Limitations of Human Replication

Human firms, like those led by Elon Musk, are limited by the fact that they cannot simply clone their leaders, culture, or expertise, and are constrained by the physical and cognitive limitations of human beings, making it impossible to replicate a single individual, like Elon, to tackle multiple tasks or industries simultaneously.

AI-Driven Replication and Scaling

In contrast, AI firms can create multiple copies of their AI leaders, like AI Elon, and deploy them across various tasks, industries, or verticals, allowing them to scale and adapt with unprecedented speed and flexibility, and enabling them to create new descendant organizations with optimized templates for success.

Revolutionary Implications

The evolvability of AI firms has revolutionary implications for the way businesses are structured, managed, and scaled, and will likely lead to a new era of innovation, entrepreneurship, and growth, as AI firms are able to replicate and adapt at an unprecedented pace, and create new opportunities for value creation and capture.

So then the question becomes: If you can create Mr. Meeseeks for any task you need, why would you ever pay some markup for another firm, when you can just replicate them internally instead? Why would there even be other firms? Would the first firm that can figure out how to automate everything will just form a conglomerate that takes over the entire economy?

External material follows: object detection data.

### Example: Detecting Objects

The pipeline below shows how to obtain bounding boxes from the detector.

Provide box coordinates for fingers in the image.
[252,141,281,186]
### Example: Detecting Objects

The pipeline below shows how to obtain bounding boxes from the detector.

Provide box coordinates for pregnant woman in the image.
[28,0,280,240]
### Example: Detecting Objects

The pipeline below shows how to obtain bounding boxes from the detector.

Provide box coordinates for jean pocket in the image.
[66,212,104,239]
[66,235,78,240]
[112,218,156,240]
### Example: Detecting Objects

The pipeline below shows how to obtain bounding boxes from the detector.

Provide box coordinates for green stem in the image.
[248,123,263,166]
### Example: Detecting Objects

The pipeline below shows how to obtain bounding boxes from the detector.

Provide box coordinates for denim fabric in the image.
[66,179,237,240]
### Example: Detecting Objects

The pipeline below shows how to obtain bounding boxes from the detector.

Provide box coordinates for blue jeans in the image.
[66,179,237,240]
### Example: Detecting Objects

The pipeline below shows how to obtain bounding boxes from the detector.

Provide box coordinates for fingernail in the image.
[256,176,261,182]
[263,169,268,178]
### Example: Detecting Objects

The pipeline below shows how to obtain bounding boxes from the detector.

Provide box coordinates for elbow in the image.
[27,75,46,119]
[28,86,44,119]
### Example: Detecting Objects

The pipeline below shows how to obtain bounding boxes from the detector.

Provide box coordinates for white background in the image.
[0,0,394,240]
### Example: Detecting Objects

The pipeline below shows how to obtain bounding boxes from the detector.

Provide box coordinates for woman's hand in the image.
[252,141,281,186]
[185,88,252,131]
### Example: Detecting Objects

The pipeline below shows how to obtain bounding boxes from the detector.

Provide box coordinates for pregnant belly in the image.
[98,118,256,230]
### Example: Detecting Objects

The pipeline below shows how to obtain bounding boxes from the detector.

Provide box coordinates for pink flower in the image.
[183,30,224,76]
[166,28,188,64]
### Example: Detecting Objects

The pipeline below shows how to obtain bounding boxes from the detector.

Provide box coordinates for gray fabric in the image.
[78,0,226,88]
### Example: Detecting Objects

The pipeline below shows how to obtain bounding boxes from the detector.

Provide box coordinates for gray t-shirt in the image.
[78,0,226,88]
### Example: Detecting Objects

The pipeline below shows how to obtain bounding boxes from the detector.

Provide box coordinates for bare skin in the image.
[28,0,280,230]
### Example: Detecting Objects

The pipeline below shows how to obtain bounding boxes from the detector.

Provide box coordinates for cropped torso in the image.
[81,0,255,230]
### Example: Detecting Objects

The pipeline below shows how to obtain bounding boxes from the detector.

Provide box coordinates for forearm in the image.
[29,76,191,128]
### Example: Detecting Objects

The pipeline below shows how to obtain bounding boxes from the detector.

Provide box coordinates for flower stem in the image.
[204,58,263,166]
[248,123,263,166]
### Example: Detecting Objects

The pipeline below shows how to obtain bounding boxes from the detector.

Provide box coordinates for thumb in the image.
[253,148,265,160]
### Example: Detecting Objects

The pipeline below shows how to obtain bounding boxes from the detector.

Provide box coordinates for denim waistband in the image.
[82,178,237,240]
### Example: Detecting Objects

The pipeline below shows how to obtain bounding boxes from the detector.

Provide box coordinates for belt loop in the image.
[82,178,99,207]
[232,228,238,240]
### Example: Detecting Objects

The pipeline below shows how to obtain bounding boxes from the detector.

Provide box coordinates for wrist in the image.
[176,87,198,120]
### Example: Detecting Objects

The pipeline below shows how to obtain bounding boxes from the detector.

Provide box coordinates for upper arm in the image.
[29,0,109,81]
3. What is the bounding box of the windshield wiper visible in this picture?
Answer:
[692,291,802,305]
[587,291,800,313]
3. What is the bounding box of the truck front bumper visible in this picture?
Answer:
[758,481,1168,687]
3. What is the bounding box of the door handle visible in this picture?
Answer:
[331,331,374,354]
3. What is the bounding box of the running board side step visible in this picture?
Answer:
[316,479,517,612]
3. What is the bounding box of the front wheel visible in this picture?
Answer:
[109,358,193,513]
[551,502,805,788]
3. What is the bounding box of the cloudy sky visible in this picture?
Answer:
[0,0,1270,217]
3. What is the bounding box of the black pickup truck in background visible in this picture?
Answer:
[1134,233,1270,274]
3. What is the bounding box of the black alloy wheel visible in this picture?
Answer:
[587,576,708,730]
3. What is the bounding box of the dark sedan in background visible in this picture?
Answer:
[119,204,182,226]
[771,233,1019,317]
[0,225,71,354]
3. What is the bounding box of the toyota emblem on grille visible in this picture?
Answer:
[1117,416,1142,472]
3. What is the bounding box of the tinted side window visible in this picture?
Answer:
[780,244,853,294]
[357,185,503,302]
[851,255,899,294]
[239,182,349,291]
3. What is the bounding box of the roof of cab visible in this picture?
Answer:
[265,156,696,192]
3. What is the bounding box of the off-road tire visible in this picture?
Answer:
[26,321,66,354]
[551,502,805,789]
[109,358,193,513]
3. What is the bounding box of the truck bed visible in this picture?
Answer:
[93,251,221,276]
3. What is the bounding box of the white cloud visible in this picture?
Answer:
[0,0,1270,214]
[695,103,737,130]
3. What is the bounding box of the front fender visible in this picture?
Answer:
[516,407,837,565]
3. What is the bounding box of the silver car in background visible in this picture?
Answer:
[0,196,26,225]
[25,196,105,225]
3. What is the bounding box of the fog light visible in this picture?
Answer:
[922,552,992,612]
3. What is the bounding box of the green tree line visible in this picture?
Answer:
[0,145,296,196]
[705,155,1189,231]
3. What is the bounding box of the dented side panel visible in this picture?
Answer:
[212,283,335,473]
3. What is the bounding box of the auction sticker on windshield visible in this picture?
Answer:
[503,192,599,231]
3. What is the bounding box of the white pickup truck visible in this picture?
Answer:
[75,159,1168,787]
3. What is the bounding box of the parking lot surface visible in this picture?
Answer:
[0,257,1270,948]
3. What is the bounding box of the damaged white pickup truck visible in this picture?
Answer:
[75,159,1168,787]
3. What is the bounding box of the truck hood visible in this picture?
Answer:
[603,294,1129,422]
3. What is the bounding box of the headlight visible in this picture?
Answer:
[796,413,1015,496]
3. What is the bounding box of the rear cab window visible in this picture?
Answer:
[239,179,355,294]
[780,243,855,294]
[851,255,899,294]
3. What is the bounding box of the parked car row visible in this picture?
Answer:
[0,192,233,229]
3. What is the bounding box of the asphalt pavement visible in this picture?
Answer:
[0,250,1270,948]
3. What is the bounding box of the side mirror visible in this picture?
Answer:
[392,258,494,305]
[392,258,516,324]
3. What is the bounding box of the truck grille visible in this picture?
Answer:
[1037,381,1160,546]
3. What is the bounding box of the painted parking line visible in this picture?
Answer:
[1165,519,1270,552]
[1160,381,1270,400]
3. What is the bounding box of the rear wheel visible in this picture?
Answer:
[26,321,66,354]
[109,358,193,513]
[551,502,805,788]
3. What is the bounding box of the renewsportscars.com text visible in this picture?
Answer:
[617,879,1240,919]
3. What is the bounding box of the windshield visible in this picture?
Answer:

Ronald Coase’s theory of the firm tells us that companies exist to reduce transaction costs (so that you don’t have to go rehire all your employees and rent a new office every morning on the free market). His theory states that the lower the intra-firm transaction costs, the larger the firms will grow. Five hundred years ago, it was practically impossible to coordinate knowledge work across thousands of people and dozens of offices. So you didn’t get very big firms. Now you can spin up an arbitrarily large Slack channel or HR database, so firms can get much bigger.

The Future of Firms and Automation

The ability to create autonomous agents like Mr. Meeseeks for any task raises questions about the future of firms and their role in the economy, as companies may no longer need to outsource tasks or partner with other firms, and instead, can replicate the necessary expertise and capabilities internally.

Conglomerates and Economic Dominance

The first firm to achieve complete automation could potentially form a conglomerate that dominates the entire economy, as they would be able to replicate any task or service without relying on external partners or suppliers, and could scale their operations with unprecedented speed and efficiency.

Ronald Coase's Theory of the Firm

According to Ronald Coase's theory, firms exist to reduce transaction costs, and the lower the intra-firm transaction costs, the larger the firms will grow, which suggests that advances in technology and automation could lead to the formation of massive conglomerates that internalize most of their transactions and operations.

Implications for the Economy and Society

The emergence of such conglomerates could have significant implications for the economy and society, as they could potentially disrupt traditional industries, create new opportunities for growth and innovation, and raise questions about the role of government and regulation in a highly automated economy, and will likely require a reevaluation of the social and economic structures that underpin our society.